Typhoon Man-yi smashed into Japan Monday, bringing with it heavy rain that caused flooding in some parts of the country.
The rain also soaked the broken plant run by Tokyo Electric Power (Tepco), swamping enclosure walls around clusters of water tanks containing toxic water used to cool broken reactors.
Some of the tanks continue to leak contaminated water. The Fukushima Dai-ichi plant has been leaking hundreds of tons of contaminated underground water into the sea since shortly after a massive 2011 earthquake and tsunami damaged the complex.
“Workers measured the radioactive levels of the water collected in the enclosure walls, pumping it back into tanks when the levels were high,” said a Tepco official.

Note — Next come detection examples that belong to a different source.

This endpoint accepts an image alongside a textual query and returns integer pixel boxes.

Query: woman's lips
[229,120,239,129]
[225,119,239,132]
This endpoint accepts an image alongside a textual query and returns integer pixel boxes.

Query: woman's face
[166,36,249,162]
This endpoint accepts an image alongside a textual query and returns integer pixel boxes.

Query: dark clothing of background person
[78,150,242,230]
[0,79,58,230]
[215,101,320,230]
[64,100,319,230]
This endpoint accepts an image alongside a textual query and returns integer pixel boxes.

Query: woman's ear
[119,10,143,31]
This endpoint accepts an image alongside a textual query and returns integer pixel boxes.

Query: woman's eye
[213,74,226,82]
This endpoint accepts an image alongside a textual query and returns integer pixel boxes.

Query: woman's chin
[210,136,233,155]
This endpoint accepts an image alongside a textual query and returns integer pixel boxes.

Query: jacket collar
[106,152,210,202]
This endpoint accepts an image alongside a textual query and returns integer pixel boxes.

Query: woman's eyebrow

“Once finding it was mostly rain water they released it from the enclosure, because there is a limit on how much water we can store.”
The utility said about 1,130 tons of water with low levels of radiation — below the 30 becquerels of strontium per liter safety limit imposed by Japanese authorities — released into the ground.
But the company also said at one site where water ended up contaminated beyond the safety limit, workers could not start the water pump quick enough in the torrential rain, and toxic water had leaked from the enclosure for several minutes.
Strontium is a potentially cancer-causing substance that accumulates in bones if consumed.
Tepco is storing thousands of metric tons of water that poured on the reactors to tame meltdowns in temporary tanks at the plant. The beleaguered power utility has no real plan on what to do with all that water.
The problem worsened with the revelation there are leaks in some of those tanks which have seeped into groundwater and run out to sea.
Separately, around 300 metric tons of mildly contaminated groundwater is entering the ocean every day having passed under the reactors, Tepco said.